Quisiera dejar constancia de algunas conclusiones que he ido observando a lo largo de casi una década de trabajar con la enseñanza de la escritura creativa y con distintos tipos de escritores, e incluso con lectores fervorosos que, sin pretender escribir un libro, toman a veces cursos de escritura para comprender de manera más cercana cómo funciona la escritura literaria.

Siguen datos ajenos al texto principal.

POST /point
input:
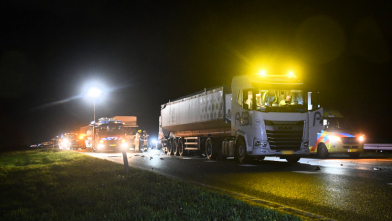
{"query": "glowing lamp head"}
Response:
(94, 92)
(291, 74)
(334, 138)
(263, 73)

Mi primera conclusión es quizá la más problemática: un adulto que quiere aplicarse a escribir ya ha realizado las lecturas más importantes. El margen para superar esos modelos está sometido a esfuerzo considerable. Esto quiere decir que el factor literario opera de manera decisiva en la infancia y adolescencia. El estímulo a sus necesidades expresivas, la transmisión de manera lúdica de las posibilidades de la escritura, que combinen el rigor y la precisión con la posibilidad imaginativa de los estudiantes, son determinantes en el futuro adulto, aunque este no escriba en su juventud. Bastaría pensar en el caso de Joseph Conrad, el autor de El corazón de las tinieblas, o de Henry Miller. El deseo de escribir es un impulso que no se pierde con los años. Muchos lo postergan y, por suerte, no hay un límite de edad para escribir. Incluso diría que la novela es el género tardío por excelencia. Rara vez ocurre con los poetas, siempre precoces, o por ejemplo, lejos de la literatura, con los bailarines y los matemáticos. Si a una cierta edad, sobre todo en la primera juventud, estos últimos no han rendido lo de mejor de sí, difícilmente lo harán en la madurez.

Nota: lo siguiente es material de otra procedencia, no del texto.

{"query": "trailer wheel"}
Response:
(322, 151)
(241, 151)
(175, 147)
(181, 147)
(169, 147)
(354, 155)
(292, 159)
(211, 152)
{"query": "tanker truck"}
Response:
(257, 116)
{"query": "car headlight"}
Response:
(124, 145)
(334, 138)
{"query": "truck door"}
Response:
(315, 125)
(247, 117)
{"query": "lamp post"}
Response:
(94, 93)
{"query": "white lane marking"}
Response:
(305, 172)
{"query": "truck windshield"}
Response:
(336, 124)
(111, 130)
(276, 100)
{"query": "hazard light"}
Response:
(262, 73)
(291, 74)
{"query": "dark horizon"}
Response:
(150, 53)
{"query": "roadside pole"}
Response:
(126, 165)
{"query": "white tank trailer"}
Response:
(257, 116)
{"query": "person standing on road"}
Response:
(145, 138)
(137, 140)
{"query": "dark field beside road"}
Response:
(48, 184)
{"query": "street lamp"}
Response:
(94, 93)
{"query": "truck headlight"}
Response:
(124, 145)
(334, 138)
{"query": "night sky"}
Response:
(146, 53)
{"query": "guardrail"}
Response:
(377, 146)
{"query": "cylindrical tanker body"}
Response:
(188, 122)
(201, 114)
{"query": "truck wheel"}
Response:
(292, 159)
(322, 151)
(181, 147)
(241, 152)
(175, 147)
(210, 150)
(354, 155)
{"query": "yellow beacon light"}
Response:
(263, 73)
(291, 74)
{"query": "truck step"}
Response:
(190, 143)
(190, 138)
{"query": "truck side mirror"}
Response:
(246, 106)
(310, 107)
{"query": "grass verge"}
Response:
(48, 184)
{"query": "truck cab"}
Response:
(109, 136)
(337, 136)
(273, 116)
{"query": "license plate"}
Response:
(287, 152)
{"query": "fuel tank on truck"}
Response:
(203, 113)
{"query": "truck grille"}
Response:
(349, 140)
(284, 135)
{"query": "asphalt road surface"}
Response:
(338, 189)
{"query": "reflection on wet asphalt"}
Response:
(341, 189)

Esto señala la importancia del acceso a la lectura literaria con una perspectiva estimulante para el lector. Los deplorables libros-resumen es el mayor daño que se le puede hacer al desarrollo cultural y literario de un joven lector. Es un asesinato literario. Es preferible que lea menos a que todo quede en el resumen de una trama. La prosa narrativa no es solo una anécdota o una trama, sino un paisaje con relieves por recorrer.
¿Allí radica el mito de que no se puede enseñar a escribir? Lo voy a precisar un poco más con mi segunda conclusión que es otra pregunta: ¿será que ese discurso implica, sin decirlo, que solo quienes han contado con una educación o con un entorno selecto de lectores, casi en un sentido de secta o gremio o casta, podrán realmente acceder a las virtudes de la escritura literaria? Responder que sí sería dar razón a ese exclusivismo que termina por concluir que el escritor nace con ese don. Y como los dones son un misterio nadie lo puede controlar, y, por lo tanto, no se puede compartir, no se puede donar, no se puede enseñar. En la actitud de concebir a la literatura como un don o enigma imposible de trasmitir subyace un profundo sentido de casta y élite, y de control, frente al que me revelo. A veces basta una sola persona al lado del futuro escritor, una sola persona que sepa abrir un libro con pasión y que sepa leérselo aunque sea una vez, para que esa formación empiece. En el origen de cada escritor hay un pariente o un profesor decisivos. Y en el abandono también, cuando uno de ellos frustra ese gusto por la escritura.
Luego vienen factores ineludibles, como el entorno o la disciplina. De ambos, la disciplina es el más importante. La sentencia atribuida a Édison de que el talento está compuesto de 1% de inspiración y 99% de transpiración (y que de otras maneras se ha dicho desde Buffon o Carlyle), resulta ser incuestionable. He visto mucho talento literario que se pierde por un aspecto inherente al arte de la escritura: reescribir. En la medida que no se enseñe a corregir, a replantear lo escrito desde otro punto de vista, y que no se encuentre placer en ese procedimiento, no se desarrollará el talento de la escritura.
Dan Sperber recordaba la complejidad del aprendizaje de la escritura. También advertía que este idilio que vivimos con nuevas formas de escritura –desde los chats hasta los mensajes de telefonía y los mails– es una apariencia. Sperber anunciaba que los teclados iban a desaparecer, y ya han empezado a hacerlo. Tenemos que pedirles que emerjan en las minúsculas pantallas. Las conclusiones a las que llegó Sperber son que la tecnología de sistemas de grabación y autocorrección harán obsoleta la pulsación de teclas y nos derivarán a una cultura de lectura sin escritura. Me dirán que Dostoievski “dictó” su novela Los hermanos Karamazov. Por supuesto, pero fue su última novela, cuando ya había aprendido y dominaba, con su estilo, esa alta tecnología que sí es posible aprender: la escritura. Es cierto que la lectura es decisiva para predisponer al futuro escritor, pero mientras este no se aplique a la práctica, mientras no someta su imaginación a la prueba continua, casi cotidiana, de ponerlo por escrito, la literatura seguirá siendo ese misterio aparentemente elusivo.
El factor literario opera de manera decisiva en la infancia y adolescencia.